Marius Neininger, Geschäftsführer der Bächle Logistics GmbH, sitzt am großen Besprechungstisch in einem Büro. Der Blick geht von hier auf das Firmengelände im Industriegebiet Herdenen. Lastwagen fahren ein und aus. „Zum Glück“, sagt er, „sind die meisten auf der Straße.“
Ein Drittel der Fahrer ist im Krieg
Dennoch: Dem Unternehmen fehlen Fahrer, konkret Fahrer aus der Ukraine, die für das Schwesterunternehmen in Litauen fahren. 45 ukrainische Fahrer beschäftigt das Logistikunternehmen dort. 15 von ihnen müssen ihr Land bereits gegen Russland verteidigen.

„Da steht der Lastwagen dann erstmal auf dem Hof und man selbst steht vor vollendeten Tatsachen“, schildert Neininger. Er rechnet damit, dass dem Unternehmen noch weitere Fahrer abhanden kommen.
Wie der Bundesverband Güterverkehr, Logistik und Entsorgung (BGL) warnt, könnten in absehbarer Zeit mehr als 100.000 ukrainische Lkw-Fahrer zum Kriegsdienst eingezogen werden. In polnischen und litauischen Speditionen stellen diese einen hohen Anteil der Belegschaft. Der Marktanteil polnischer und litauischer Speditionen liegt in Deutschland nach Worten von BGL-Sprecher Dirk Engelhardt bei 20 Prozent.
Spedition Hugger gehört nun zu Bächle
Der Krieg in der Ukraine stellt die Logistikbranche vor große Herausforderungen. „Schwierig, sehr schwierig“, sei das Umfeld momentan, sagt Marius Neininger. Der 41-Jährige ist als Geschäftsführer für 450 Mitarbeiter in der Region verantwortlich. Erst im Januar hat die Schweizer Post, zu der die Firma Bächle seit 2018 gehört, die Aldinger Spedition Hugger mit 217 Mitarbeitern und die Logistik Center Villingen GmbH übernommen.

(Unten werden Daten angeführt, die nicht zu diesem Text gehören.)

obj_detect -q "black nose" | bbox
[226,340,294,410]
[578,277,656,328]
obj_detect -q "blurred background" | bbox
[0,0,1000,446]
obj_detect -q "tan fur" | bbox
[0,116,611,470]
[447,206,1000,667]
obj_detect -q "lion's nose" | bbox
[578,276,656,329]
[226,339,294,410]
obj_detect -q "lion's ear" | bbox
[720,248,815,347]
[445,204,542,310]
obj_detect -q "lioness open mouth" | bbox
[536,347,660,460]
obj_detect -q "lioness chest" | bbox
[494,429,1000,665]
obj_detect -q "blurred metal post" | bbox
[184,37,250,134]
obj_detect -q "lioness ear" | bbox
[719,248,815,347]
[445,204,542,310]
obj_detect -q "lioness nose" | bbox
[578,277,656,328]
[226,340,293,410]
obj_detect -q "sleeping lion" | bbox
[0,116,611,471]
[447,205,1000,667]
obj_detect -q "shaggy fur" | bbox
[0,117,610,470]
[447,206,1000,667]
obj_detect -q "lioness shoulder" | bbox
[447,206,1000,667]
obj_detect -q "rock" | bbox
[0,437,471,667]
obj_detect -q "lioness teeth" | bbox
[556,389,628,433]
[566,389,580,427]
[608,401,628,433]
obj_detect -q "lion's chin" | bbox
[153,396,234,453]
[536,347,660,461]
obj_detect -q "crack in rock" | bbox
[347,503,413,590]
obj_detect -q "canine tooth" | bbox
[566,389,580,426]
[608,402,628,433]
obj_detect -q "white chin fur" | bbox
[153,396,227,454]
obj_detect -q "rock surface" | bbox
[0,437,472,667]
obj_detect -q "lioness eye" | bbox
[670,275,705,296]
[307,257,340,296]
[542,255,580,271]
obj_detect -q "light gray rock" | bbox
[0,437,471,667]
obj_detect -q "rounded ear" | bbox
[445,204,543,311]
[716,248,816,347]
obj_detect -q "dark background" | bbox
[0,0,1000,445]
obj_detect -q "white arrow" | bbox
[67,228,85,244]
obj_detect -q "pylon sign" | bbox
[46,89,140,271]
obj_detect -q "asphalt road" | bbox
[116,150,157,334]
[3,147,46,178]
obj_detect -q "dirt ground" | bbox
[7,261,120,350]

Der sich nun noch weiter verschärfende Fahrermangel beschäftige das Unternehmen schon seit Jahren, sagt Marius Neininger. „18 Prozent unserer Fahrer sind über 60 Jahre alt.“ Der älteste, der aktuell noch arbeitet, ist 72. Warum arbeitet man mit über 70 Jahren noch? Die Motive seien unterschiedlich, sagt Neininger. Bei dem einen drohe eine Rentenlücke, der andere wiederum könne nach 30, 40 Jahren auf der Straße den plötzlichen Stillstand nicht ertragen.
Schlafen im Laster, Kampf mit dem Schnee
Nachwuchssuche gestalte sich schwer. Die Ursachen lägen weit in der Vergangenheit. Seit dem Wegfall des garantierten Frachtentgelts Mitte der 90er Jahre sei der Beruf des Kraftfahrers immer unattraktiver geworden.
Die Verpflegungspauschale für einen Lkw-Fahrer liegt beispielsweise pro Acht-Stunden-Tag bei 14 Euro – kein Betrag, für den man sich an deutschen Rasthöfen unbedingt satt essen kann. Hinzu komme das tagelange Schlafen im Lastwagen, im Winter müssen die Fahrer Schneeketten montieren und ihre 40-Tonner über glatte Straßen manövrieren. „Das muss der Staplerfahrer in der Lagerhalle alles nicht.“
„Die Familie muss das mittragen, und wenn sie das soll, geht das am ehesten über den Verdienst.“Marius Neininger
Die ständige Abwesenheit von zu Hause belaste das Familienleben und Freizeit: „Brutto müsste man eigentlich das Doppelte bezahlen, um die ständige Abstinenz von daheim auszugleichen“, sagt Neininger. „Die Familie muss das mittragen, und wenn sie das soll, geht das am ehesten über den Verdienst.“
30 junge Leute ausgebildet
Mehr als zehn Jahre lang habe man bei Bächle insgesamt 30 junge Leute zu Berufskraftfahrern ausgebildet. Von diesen sei noch einer im Unternehmen: „Und der arbeitet im Büro.“ In den osteuropäischen Ländern hingegen gehöre der Berufskraftfahrer zu den Besserverdienern.